Optimization for ManagedLinearAlgebraProvider MatrixMultiply

Question

Optimization for ManagedLinearAlgebraProvider MatrixMultiply

Muchaszewski opened this issue 2 years ago · comments

I'm trying to make PseudoInverse work with no allocation and most of my code is not usable in this repo without a major refactoring, but I propose a potential improvement for method MatrixMultiply(double[] x, int rowsX, int columnsX, double[] y, int rowsY, int columnsY, double[] result)

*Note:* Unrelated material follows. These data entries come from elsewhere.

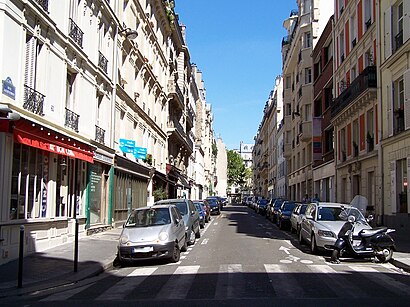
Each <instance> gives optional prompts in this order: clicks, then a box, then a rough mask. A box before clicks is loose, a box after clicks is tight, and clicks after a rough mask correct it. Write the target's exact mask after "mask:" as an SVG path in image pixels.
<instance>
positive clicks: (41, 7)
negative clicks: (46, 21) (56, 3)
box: [36, 0, 48, 12]
mask: <svg viewBox="0 0 410 307" xmlns="http://www.w3.org/2000/svg"><path fill="white" fill-rule="evenodd" d="M36 2H37V3H38V5H40V6H41V8H42V9H43V10H44V11H46V12H48V0H36Z"/></svg>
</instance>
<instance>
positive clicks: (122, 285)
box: [96, 267, 158, 301]
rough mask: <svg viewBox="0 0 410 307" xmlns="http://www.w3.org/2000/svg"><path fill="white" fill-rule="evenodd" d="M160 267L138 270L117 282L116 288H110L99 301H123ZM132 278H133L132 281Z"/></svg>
mask: <svg viewBox="0 0 410 307" xmlns="http://www.w3.org/2000/svg"><path fill="white" fill-rule="evenodd" d="M157 269H158V267H152V268H151V267H149V268H137V269H135V270H134V271H132V272H131V273H130V274H128V275H127V276H126V277H124V278H123V279H121V280H120V281H119V282H117V283H116V284H115V285H114V286H112V287H111V288H109V290H108V291H105V292H104V293H103V294H101V295H100V296H98V297H97V298H96V300H97V301H105V300H120V299H123V298H124V297H125V296H126V295H127V294H128V293H130V292H131V291H133V290H134V289H135V287H136V286H138V285H140V284H141V283H142V282H143V281H144V280H145V278H146V277H148V276H150V275H151V274H152V273H154V272H155V271H156V270H157ZM130 278H132V279H131V280H130Z"/></svg>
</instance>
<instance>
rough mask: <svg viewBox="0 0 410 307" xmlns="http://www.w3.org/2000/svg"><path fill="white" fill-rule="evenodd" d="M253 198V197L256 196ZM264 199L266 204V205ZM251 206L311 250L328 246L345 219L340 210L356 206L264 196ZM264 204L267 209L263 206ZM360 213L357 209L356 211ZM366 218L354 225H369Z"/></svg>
mask: <svg viewBox="0 0 410 307" xmlns="http://www.w3.org/2000/svg"><path fill="white" fill-rule="evenodd" d="M255 199H256V198H255ZM266 203H267V205H265V204H266ZM248 206H249V207H250V208H252V209H254V210H255V212H257V213H260V214H262V215H265V217H266V218H267V219H269V220H270V221H272V222H273V223H275V224H277V225H278V227H279V228H280V229H287V230H290V231H291V232H292V233H296V234H297V238H298V240H299V242H300V243H301V244H304V243H306V244H308V245H309V247H310V250H311V252H312V253H313V254H315V253H317V252H318V251H321V250H327V249H328V247H329V246H332V245H333V244H334V243H335V242H336V239H337V236H338V234H339V231H340V230H341V228H342V226H343V225H344V223H345V222H346V219H343V216H342V212H343V211H344V210H345V209H346V208H351V210H355V208H352V207H351V205H349V204H342V203H330V202H311V203H301V202H295V201H290V200H284V199H281V198H277V199H271V200H263V199H256V201H254V202H253V203H252V204H251V205H248ZM265 207H266V209H265ZM358 214H360V212H358ZM370 228H371V226H370V225H369V224H368V223H367V222H366V223H362V224H361V225H360V227H358V228H357V229H356V231H357V233H358V232H359V231H360V230H362V229H370Z"/></svg>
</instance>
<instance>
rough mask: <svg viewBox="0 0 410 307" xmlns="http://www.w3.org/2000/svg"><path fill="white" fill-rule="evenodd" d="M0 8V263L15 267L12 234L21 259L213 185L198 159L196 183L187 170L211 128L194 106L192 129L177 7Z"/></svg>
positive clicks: (188, 71) (15, 244) (211, 129)
mask: <svg viewBox="0 0 410 307" xmlns="http://www.w3.org/2000/svg"><path fill="white" fill-rule="evenodd" d="M0 7H1V8H0V20H1V21H2V22H1V26H0V33H1V35H0V37H1V38H0V40H1V42H2V46H3V49H2V53H1V55H0V61H1V64H0V74H1V76H2V80H3V82H2V92H1V94H0V107H1V108H0V145H1V146H0V151H1V153H0V154H1V155H0V156H1V160H0V172H1V173H0V188H1V191H2V193H1V195H0V239H1V254H0V255H1V256H0V263H4V262H7V261H10V260H12V259H15V258H16V257H17V255H18V233H19V227H20V225H24V226H25V252H26V253H31V252H34V251H41V250H44V249H47V248H48V247H50V246H54V245H57V244H60V243H64V242H67V241H71V240H73V239H74V237H73V236H74V229H75V227H76V224H79V225H80V235H85V234H86V233H89V232H92V231H94V229H100V228H105V227H112V226H116V225H119V224H121V223H123V222H124V220H125V219H126V218H127V216H128V214H129V212H130V211H131V210H132V209H134V208H137V207H141V206H145V205H147V204H152V203H153V201H154V195H156V193H157V192H158V191H159V190H161V189H162V191H164V192H165V193H166V194H167V197H178V196H182V195H185V196H187V197H189V196H190V193H192V189H193V186H196V182H197V181H198V182H201V185H203V186H209V184H211V183H212V184H213V181H212V180H213V177H214V171H215V169H214V167H212V166H213V164H212V162H211V158H208V155H210V154H211V151H208V148H207V147H203V161H204V162H203V167H204V171H203V172H199V173H198V174H195V172H194V169H195V167H194V166H193V165H192V164H193V163H195V159H194V157H193V156H194V150H195V147H194V144H195V141H196V137H197V136H195V133H194V131H195V125H197V124H198V125H201V127H203V129H204V131H203V134H204V135H205V136H206V139H207V144H208V143H211V144H212V138H213V130H212V124H213V122H212V120H210V119H212V118H213V116H212V113H211V108H210V106H209V105H207V104H206V100H205V97H202V99H201V103H202V109H203V110H205V111H204V116H203V117H201V118H202V120H203V121H204V123H202V122H198V121H197V120H196V114H195V112H196V111H197V106H196V103H197V102H198V101H200V99H198V97H197V96H196V94H195V91H196V90H195V88H194V87H195V85H194V84H191V81H192V80H193V79H192V73H193V70H192V65H191V63H190V55H189V51H188V48H187V46H186V42H185V27H183V26H181V25H180V23H179V20H178V16H177V15H176V14H175V11H174V1H162V0H140V1H136V0H133V1H131V0H129V1H128V0H115V1H97V0H93V1H85V0H80V1H77V0H76V1H73V0H70V1H39V0H31V1H8V0H0ZM203 89H204V86H203V84H202V85H201V88H200V89H199V92H201V91H203ZM193 97H195V98H193ZM9 118H11V119H16V120H9ZM209 147H211V145H209ZM201 176H202V178H201ZM211 179H212V180H211Z"/></svg>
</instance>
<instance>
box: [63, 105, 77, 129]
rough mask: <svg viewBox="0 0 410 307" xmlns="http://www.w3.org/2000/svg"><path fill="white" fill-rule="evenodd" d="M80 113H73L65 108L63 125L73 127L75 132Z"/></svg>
mask: <svg viewBox="0 0 410 307" xmlns="http://www.w3.org/2000/svg"><path fill="white" fill-rule="evenodd" d="M79 119H80V115H78V114H77V113H74V112H73V111H71V110H70V109H67V108H65V123H64V126H66V127H68V128H70V129H73V130H74V131H75V132H78V121H79Z"/></svg>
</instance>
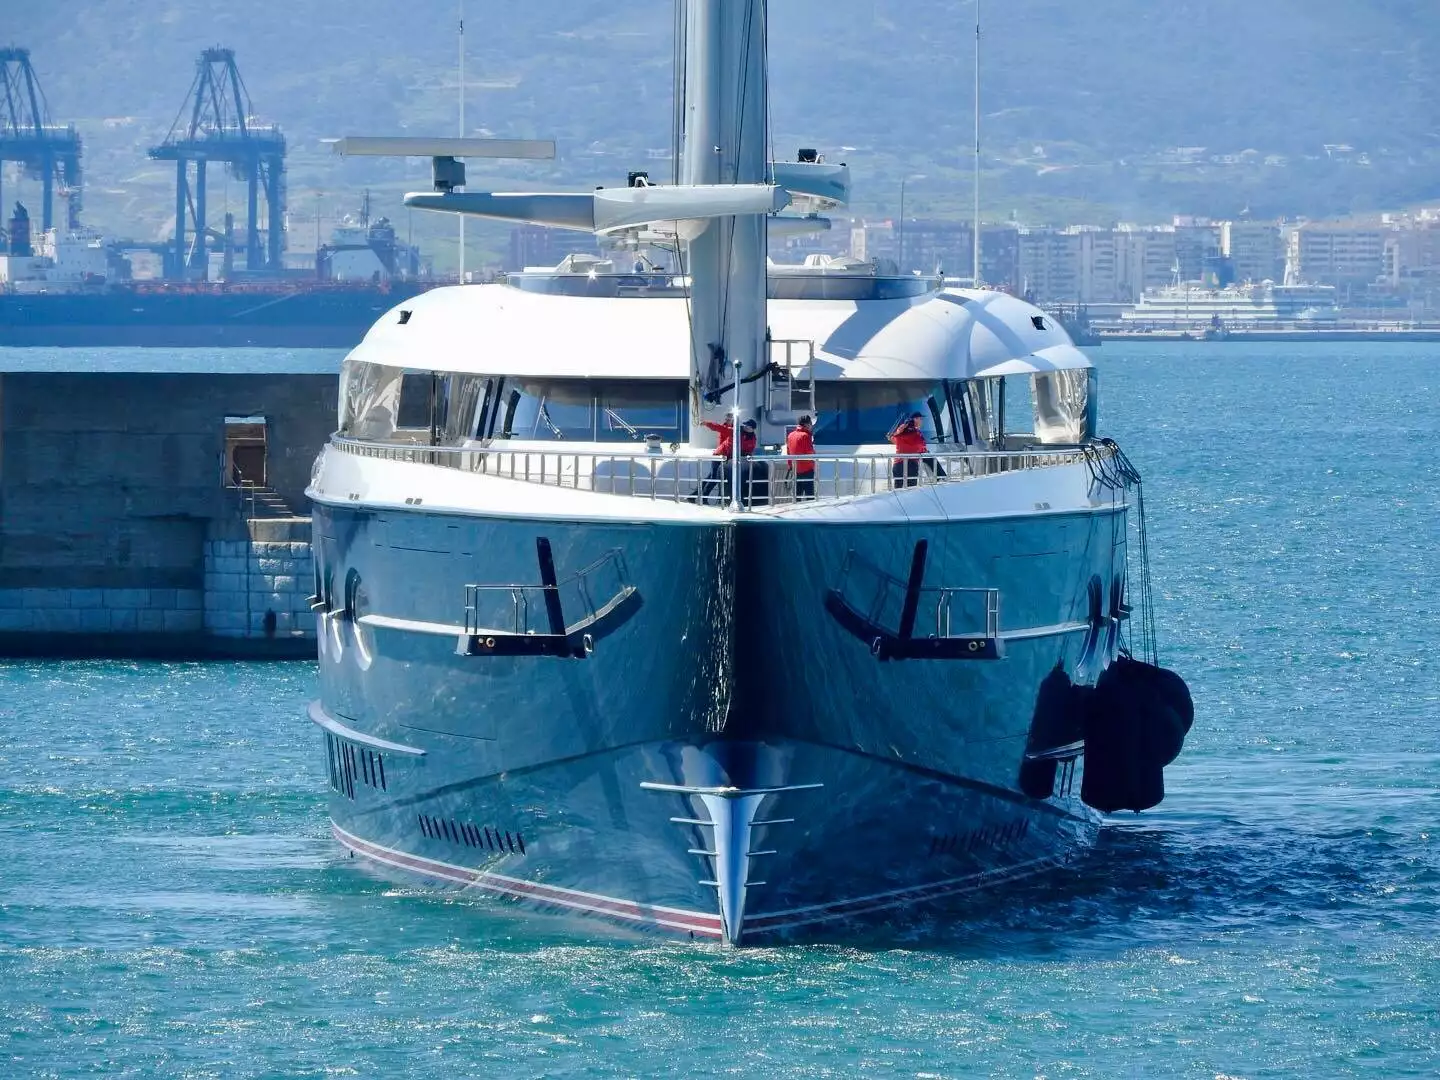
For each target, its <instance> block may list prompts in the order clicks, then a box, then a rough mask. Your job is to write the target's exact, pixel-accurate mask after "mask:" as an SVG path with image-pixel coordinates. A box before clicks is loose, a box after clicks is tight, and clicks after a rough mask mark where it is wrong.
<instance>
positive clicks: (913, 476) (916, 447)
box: [886, 412, 935, 488]
mask: <svg viewBox="0 0 1440 1080" xmlns="http://www.w3.org/2000/svg"><path fill="white" fill-rule="evenodd" d="M923 422H924V413H923V412H913V413H910V415H909V416H906V418H904V419H903V420H900V422H899V423H897V425H896V426H894V428H891V429H890V433H888V435H887V436H886V438H887V439H890V442H893V444H894V448H896V452H897V454H904V455H912V454H924V452H927V451H929V449H930V448H929V446H927V445H926V442H924V432H923V431H920V425H922V423H923ZM930 464H932V465H933V464H935V462H933V461H932V462H930ZM890 475H891V477H893V478H894V485H896V487H897V488H913V487H916V485H917V484H919V482H920V458H917V456H913V458H912V456H904V458H896V459H894V464H893V465H891V467H890Z"/></svg>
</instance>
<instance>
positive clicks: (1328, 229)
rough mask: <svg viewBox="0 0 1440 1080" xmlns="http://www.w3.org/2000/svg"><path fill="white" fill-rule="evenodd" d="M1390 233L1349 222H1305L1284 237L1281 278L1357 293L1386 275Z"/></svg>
mask: <svg viewBox="0 0 1440 1080" xmlns="http://www.w3.org/2000/svg"><path fill="white" fill-rule="evenodd" d="M1388 235H1390V230H1388V229H1385V228H1382V226H1375V225H1355V223H1349V222H1306V223H1305V225H1296V226H1293V228H1292V229H1290V230H1289V233H1287V236H1286V261H1284V279H1286V281H1287V282H1290V284H1297V285H1299V284H1305V285H1335V287H1338V288H1339V289H1341V292H1342V295H1345V294H1351V292H1358V291H1361V289H1364V288H1365V287H1367V285H1371V284H1372V282H1375V281H1378V279H1380V278H1382V276H1384V275H1385V269H1387V266H1385V240H1387V236H1388Z"/></svg>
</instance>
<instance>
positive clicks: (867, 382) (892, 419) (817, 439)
mask: <svg viewBox="0 0 1440 1080" xmlns="http://www.w3.org/2000/svg"><path fill="white" fill-rule="evenodd" d="M932 397H933V399H935V400H936V403H937V408H936V409H932V408H930V399H932ZM943 402H945V386H943V384H940V383H878V382H877V383H868V382H860V380H855V382H838V383H825V382H819V383H815V418H816V419H815V442H818V444H825V445H831V446H863V445H871V444H884V442H886V441H887V439H886V436H887V435H888V433H890V431H891V428H894V426H896V423H897V422H899V420H901V419H904V418H906V416H909V415H910V413H913V412H919V413H920V415H922V416H924V418H926V423H924V429H926V431H924V433H926V438H927V439H929V441H930V442H942V441H945V439H948V438H950V429H949V423H948V420H946V419H945V409H943V406H942V405H939V403H943ZM936 412H939V413H940V418H942V426H940V429H939V431H936V425H935V415H936Z"/></svg>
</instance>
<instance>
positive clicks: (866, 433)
mask: <svg viewBox="0 0 1440 1080" xmlns="http://www.w3.org/2000/svg"><path fill="white" fill-rule="evenodd" d="M765 9H766V6H765V3H763V0H724V1H721V0H684V1H683V3H681V6H680V10H678V19H677V24H678V35H677V36H678V50H680V56H678V58H677V69H678V71H681V72H683V79H681V82H683V96H681V99H680V101H678V102H677V128H678V130H680V147H678V148H680V168H678V174H677V177H675V180H677V183H672V184H662V186H652V184H651V183H649V180H648V177H645V176H644V174H634V176H631V177H629V183H628V184H625V186H619V187H605V189H599V190H592V192H583V193H505V192H497V193H480V192H465V190H459V189H461V187H462V174H461V171H459V170H458V168H456V166H458V163H456V160H455V158H456V157H461V156H464V154H467V153H484V150H482V148H477V147H475V145H474V143H477V141H454V145H446V144H449V143H451V141H448V140H438V141H435V145H433V154H432V156H433V157H435V181H436V183H435V189H436V190H433V192H426V193H416V194H412V196H408V202H409V203H410V204H412V206H418V207H423V209H432V210H438V212H449V213H471V215H478V216H485V217H492V219H500V220H527V222H539V223H544V225H554V226H564V228H572V229H577V230H583V232H590V233H602V235H605V236H606V239H608V240H609V242H611V243H612V245H613V246H615V251H616V252H618V255H616V258H615V259H609V261H605V259H596V258H593V256H590V258H580V256H576V258H572V259H567V261H566V262H563V264H562V265H560V266H557V268H554V269H552V271H531V272H524V274H517V275H513V276H511V278H510V279H508V281H505V282H503V284H492V285H472V287H455V288H439V289H433V291H431V292H426V294H423V295H419V297H415V298H413V300H409V301H406V302H403V304H402V305H399V307H396V308H395V310H392V311H390V312H389V314H386V315H384V317H383V318H382V320H380V321H379V323H377V324H376V325H374V327H373V328H372V330H370V331H369V334H367V336H366V337H364V340H363V343H361V344H360V346H359V347H356V348H354V351H353V353H351V354H350V356H348V359H347V360H346V361H344V369H343V376H341V392H340V405H338V429H337V432H336V433H334V436H333V438H331V439H330V442H328V445H327V446H325V448H324V451H323V452H321V455H320V458H318V459H317V462H315V467H314V475H312V482H311V487H310V497H311V500H312V504H314V550H315V595H314V600H312V603H314V606H315V609H317V613H318V631H320V642H321V647H320V697H318V700H317V701H315V703H314V704H312V706H311V708H310V719H311V720H312V721H314V723H315V724H317V726H318V727H320V729H321V733H323V744H324V750H323V753H324V760H325V769H327V775H328V780H330V789H331V791H330V796H328V809H330V818H331V822H333V832H334V837H336V840H337V841H338V842H340V844H341V845H343V847H344V848H348V851H350V852H353V854H354V855H357V857H360V858H361V860H364V861H367V863H369V864H372V865H374V867H377V868H382V870H383V871H384V873H387V874H395V876H399V877H402V878H405V880H418V881H425V883H431V884H435V886H439V887H448V888H454V890H461V891H467V893H471V894H477V896H490V897H497V899H503V900H507V901H514V903H520V904H526V906H528V907H534V909H539V910H543V912H552V913H570V914H585V916H593V917H598V919H602V920H608V922H611V923H615V924H624V926H629V927H634V929H641V930H651V932H661V933H672V935H678V936H683V937H684V936H688V937H693V939H708V940H719V942H723V943H729V945H744V943H756V942H759V943H763V942H768V940H776V939H780V937H791V936H795V935H834V936H844V935H845V933H848V932H850V927H852V926H857V924H863V923H868V922H873V920H877V919H906V917H910V916H912V914H913V913H914V912H919V910H926V909H929V907H932V906H942V904H943V903H946V901H948V900H949V899H950V897H955V896H958V894H963V893H968V891H971V890H976V888H982V887H995V886H998V884H999V883H1004V881H1007V880H1012V878H1017V877H1022V876H1028V874H1035V873H1041V871H1051V870H1054V868H1058V867H1061V865H1063V864H1064V863H1066V861H1067V860H1068V858H1070V857H1071V855H1073V854H1074V852H1077V851H1079V850H1083V848H1084V845H1087V844H1089V842H1090V841H1092V838H1093V835H1094V831H1096V827H1097V822H1099V819H1100V812H1102V811H1117V809H1145V808H1148V806H1152V805H1155V804H1156V802H1159V799H1161V798H1162V796H1164V778H1162V769H1164V766H1165V765H1168V763H1169V760H1172V759H1174V757H1175V755H1178V753H1179V749H1181V743H1182V740H1184V736H1185V732H1187V730H1188V726H1189V723H1191V719H1192V710H1191V706H1189V697H1188V693H1187V691H1185V688H1184V683H1182V681H1181V680H1179V678H1178V677H1176V675H1174V674H1171V672H1166V671H1164V670H1162V668H1159V667H1156V665H1155V662H1153V661H1155V655H1153V642H1155V626H1153V616H1152V608H1151V605H1149V588H1148V573H1146V564H1145V557H1143V553H1145V544H1143V527H1142V521H1140V518H1142V513H1140V508H1142V505H1143V504H1142V501H1140V491H1142V487H1140V478H1139V474H1138V472H1136V469H1135V467H1133V465H1132V464H1130V462H1129V461H1128V458H1126V456H1125V454H1123V452H1122V451H1120V448H1119V446H1116V444H1113V442H1112V441H1107V439H1103V438H1102V436H1100V435H1099V431H1097V415H1099V413H1097V374H1096V370H1094V369H1093V366H1092V363H1090V360H1089V359H1087V357H1086V354H1084V353H1083V351H1080V350H1079V348H1076V347H1074V344H1073V343H1071V341H1070V340H1068V337H1067V336H1066V333H1064V331H1063V330H1061V328H1060V327H1058V325H1057V324H1056V323H1054V321H1053V320H1051V318H1050V317H1048V315H1045V314H1044V312H1043V311H1040V310H1037V308H1034V307H1031V305H1028V304H1025V302H1022V301H1020V300H1017V298H1014V297H1009V295H1005V294H999V292H986V291H976V289H965V288H950V287H946V285H945V284H943V282H942V281H937V279H926V278H919V276H896V275H887V274H886V272H884V269H883V268H877V266H874V265H867V264H855V262H850V261H842V259H835V261H811V265H806V266H791V268H779V266H768V264H766V258H765V252H766V232H768V229H769V228H770V225H772V223H775V222H779V220H782V219H789V217H793V216H796V215H799V216H806V215H815V213H822V212H827V210H828V209H834V207H837V206H841V204H844V200H845V196H847V193H848V170H847V167H845V166H840V164H829V163H825V161H824V160H822V158H821V156H819V154H816V153H814V151H808V150H806V151H801V153H799V154H798V158H799V160H796V161H772V160H769V156H768V153H766V145H765V143H766V132H768V124H766V117H768V105H766V78H768V72H766V66H765V56H766V49H765V14H766V10H765ZM392 143H395V141H393V140H392ZM403 150H408V151H409V153H413V151H415V147H408V148H406V147H397V148H396V151H397V153H399V151H403ZM802 418H814V425H812V426H814V446H805V445H804V441H793V439H789V435H791V433H792V432H793V431H795V429H796V425H799V423H801V420H802ZM907 425H909V426H907ZM917 429H919V432H923V442H922V441H920V436H919V435H917ZM897 432H903V433H904V438H903V439H901V436H900V435H899V433H897ZM893 441H899V442H893ZM717 444H719V445H717ZM721 445H723V446H727V452H724V454H721V452H717V451H720V449H721ZM1136 540H1140V541H1142V543H1136Z"/></svg>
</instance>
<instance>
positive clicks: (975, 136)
mask: <svg viewBox="0 0 1440 1080" xmlns="http://www.w3.org/2000/svg"><path fill="white" fill-rule="evenodd" d="M973 230H975V236H973V240H975V261H973V262H972V264H971V279H972V284H973V285H975V288H979V287H981V0H975V223H973Z"/></svg>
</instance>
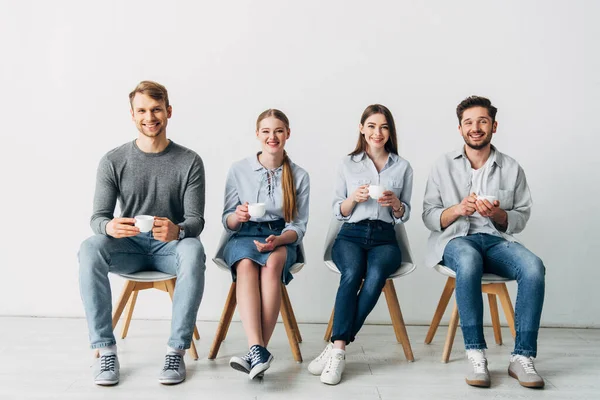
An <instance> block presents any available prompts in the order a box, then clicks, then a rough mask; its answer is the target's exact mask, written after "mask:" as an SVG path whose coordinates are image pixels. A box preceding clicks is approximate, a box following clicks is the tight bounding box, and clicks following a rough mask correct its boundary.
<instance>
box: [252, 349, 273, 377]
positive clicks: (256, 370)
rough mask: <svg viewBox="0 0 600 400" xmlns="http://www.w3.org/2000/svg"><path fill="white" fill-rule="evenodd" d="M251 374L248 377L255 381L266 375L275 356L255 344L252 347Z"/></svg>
mask: <svg viewBox="0 0 600 400" xmlns="http://www.w3.org/2000/svg"><path fill="white" fill-rule="evenodd" d="M249 354H250V372H249V373H248V377H249V378H250V379H254V378H255V377H256V376H258V375H259V374H261V373H264V372H265V371H266V370H268V369H269V367H270V366H271V361H273V355H272V354H271V353H269V350H267V349H266V348H265V347H262V346H259V345H257V344H255V345H254V346H252V347H250V353H249Z"/></svg>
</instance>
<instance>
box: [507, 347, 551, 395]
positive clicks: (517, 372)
mask: <svg viewBox="0 0 600 400" xmlns="http://www.w3.org/2000/svg"><path fill="white" fill-rule="evenodd" d="M508 374H509V375H510V376H512V377H513V378H515V379H517V380H518V381H519V383H520V384H521V386H525V387H529V388H543V387H544V379H543V378H542V377H541V376H540V374H538V373H537V371H536V370H535V366H534V365H533V357H525V356H522V355H519V354H513V355H512V356H511V357H510V364H509V365H508Z"/></svg>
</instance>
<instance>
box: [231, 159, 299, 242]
mask: <svg viewBox="0 0 600 400" xmlns="http://www.w3.org/2000/svg"><path fill="white" fill-rule="evenodd" d="M258 154H260V153H258ZM258 154H256V155H253V156H251V157H248V158H245V159H243V160H240V161H237V162H235V163H234V164H233V165H232V166H231V168H230V169H229V173H228V174H227V182H226V183H225V206H224V209H223V217H222V222H223V226H224V227H225V229H226V230H227V232H229V233H234V231H232V230H231V229H229V228H228V227H227V217H228V216H229V215H230V214H232V213H234V212H235V208H236V207H237V206H238V205H240V204H243V203H245V202H248V203H265V209H266V212H265V215H263V216H262V217H260V218H254V217H253V218H251V219H250V220H251V221H255V222H268V221H275V220H278V219H283V189H282V186H281V177H282V173H283V166H281V167H279V168H276V169H274V170H268V169H266V168H265V167H263V166H262V164H261V163H259V162H258ZM290 165H291V167H292V174H293V176H294V185H295V186H296V207H297V210H298V213H297V214H296V218H295V219H294V220H293V221H292V222H286V224H285V228H284V229H283V231H282V233H283V232H286V231H289V230H293V231H294V232H296V234H297V235H298V239H297V240H296V242H294V243H293V244H299V243H300V242H301V241H302V238H303V237H304V233H305V232H306V225H307V223H308V198H309V194H310V178H309V176H308V172H306V171H305V170H304V169H303V168H301V167H299V166H298V165H296V164H294V163H293V162H291V160H290Z"/></svg>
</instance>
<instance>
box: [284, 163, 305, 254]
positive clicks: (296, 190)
mask: <svg viewBox="0 0 600 400" xmlns="http://www.w3.org/2000/svg"><path fill="white" fill-rule="evenodd" d="M297 179H298V183H297V184H296V188H297V189H296V209H297V211H298V212H297V214H296V218H294V220H293V221H292V222H286V224H285V228H283V230H282V231H281V233H283V232H286V231H294V232H296V235H297V236H298V238H297V239H296V241H295V242H294V244H300V242H302V239H303V238H304V234H305V233H306V226H307V225H308V214H309V199H310V177H309V175H308V173H306V172H305V173H303V174H302V175H300V176H299V177H297Z"/></svg>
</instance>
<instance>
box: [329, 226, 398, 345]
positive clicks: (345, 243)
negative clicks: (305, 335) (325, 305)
mask: <svg viewBox="0 0 600 400" xmlns="http://www.w3.org/2000/svg"><path fill="white" fill-rule="evenodd" d="M332 257H333V262H334V263H335V265H336V266H337V267H338V269H339V270H340V272H341V277H340V287H339V288H338V292H337V296H336V298H335V310H334V316H333V335H332V336H331V341H332V342H333V341H336V340H345V341H346V344H348V343H350V342H352V341H354V339H355V337H356V334H357V333H358V331H359V330H360V328H361V327H362V326H363V324H364V322H365V319H366V318H367V315H369V313H370V312H371V310H373V307H375V305H376V304H377V300H378V299H379V295H381V290H382V289H383V287H384V286H385V281H386V280H387V278H388V277H389V276H390V275H391V274H392V273H394V272H395V271H396V270H397V269H398V267H400V264H401V262H402V253H401V252H400V248H399V247H398V243H397V242H396V234H395V232H394V226H393V225H392V224H390V223H388V222H383V221H379V220H374V221H371V220H364V221H360V222H358V223H355V224H350V223H345V224H344V225H342V229H341V230H340V233H339V234H338V236H337V238H336V240H335V243H334V244H333V249H332ZM363 279H364V283H363V285H362V288H361V286H360V284H361V283H362V282H363ZM359 290H360V291H359Z"/></svg>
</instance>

Note that some implementation details were skipped for code readability
Current implementation

Array.Clear(result, 0, result.Length);

// Extract column arrays
var columnDataB = new double[columnsY][];
for (int i = 0; i < columnDataB.Length; i++)
{
    var column = new double[rowsY];
    GetColumn(Transpose.DontTranspose, i, rowsY, columnsY, y, column);
    columnDataB[i] = column;
}
                
var row = new double[columnsX];
for (int i = 0; i < rowsX; i++)
{
    GetRow(Transpose.DontTranspose, i, rowsX, columnsX, x, row);
    for (int j = 0; j < columnsY; j++)
    {
        var col = columnDataB[j];
        double sum = 0;
        for (int ii = 0; ii < row.Length; ii++)
        {
            sum += row[ii] * col[ii];
        }

        result[j * rowsX + i] += 1.0 * sum;
    }
}

Problem: This method allocates around 80kb per multiplication on 2 * 100 double. And forces GC event from time to time.

Proposed solution

 Array.Clear(result, 0, result.Length);

for (var i = 0; i < rowsX; i++)
{
    for (var j = 0; j < columnsY; j++)
    {
        double sum = 0;
        for (var ii = 0; ii < columnsX; ii++)
        {
            sum += GetAt(i, ii, rowsX, x) * GetAt(ii, j, rowsY, y);
        }
        result[j * rowsX + i] += 1.0 * sum;
    }
}

static T GetAt<T>(int rowIndex, int colIndex, int numRows, T[] matrix)
{
    return matrix[(colIndex * numRows) + rowIndex];
}

This is more of a proof of work and a suggestion, instead of proper implementation. I have an issue with my code and it might be with this part. But I think it would be worth investigating to provide alloc free implementation for some methods.

This code allocates 0b per multiplication on 2 * 100 double. And there are no GC events.